On Tuesday evening, Valve Software said it had removed a soon-to-debut first-person shooter video game, Active Shooter, from its Steam platform, saying the developer and publisher, "a person calling himself Ata Berdiyev," is "a troll, with a history of customer abuse, publishing copyrighted material, and user review manipulation."
But the video game had drawn attention not because of its developer gaming the online gaming system but because it allowed players to move through a school either as a SWAT officer or an AR-15-wielding school shooter killing police officers and civilians alike. It had drawn condemnation from the parents of children murdered at Parkland, Florida's Marjory Stoneman Douglas High School in February, among other critics.

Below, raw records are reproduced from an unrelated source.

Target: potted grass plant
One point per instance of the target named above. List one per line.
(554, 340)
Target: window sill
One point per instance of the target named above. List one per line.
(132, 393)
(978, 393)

President Trump and, after the recent school shooting near Houston, Texas Lt. Gov. Dan Patrick (R) have cited violent video games as a cause of the epidemic of school shootings in the U.S. But at least one analysis of 10 school shootings between 2005 and 2012 found that only two of the 10 murderers played violent video games with any regularity, versus the 70 percent of male high schoolers who show interest in such games, Villanova psychology professor Patrick Markey tells The Washington Post. Studies have shown that people playing violent games can be more aggressive right after playing but the effect doesn't last, Markey explained, much like watching a tear-jerker on TV doesn't leave the viewer clinically depressed.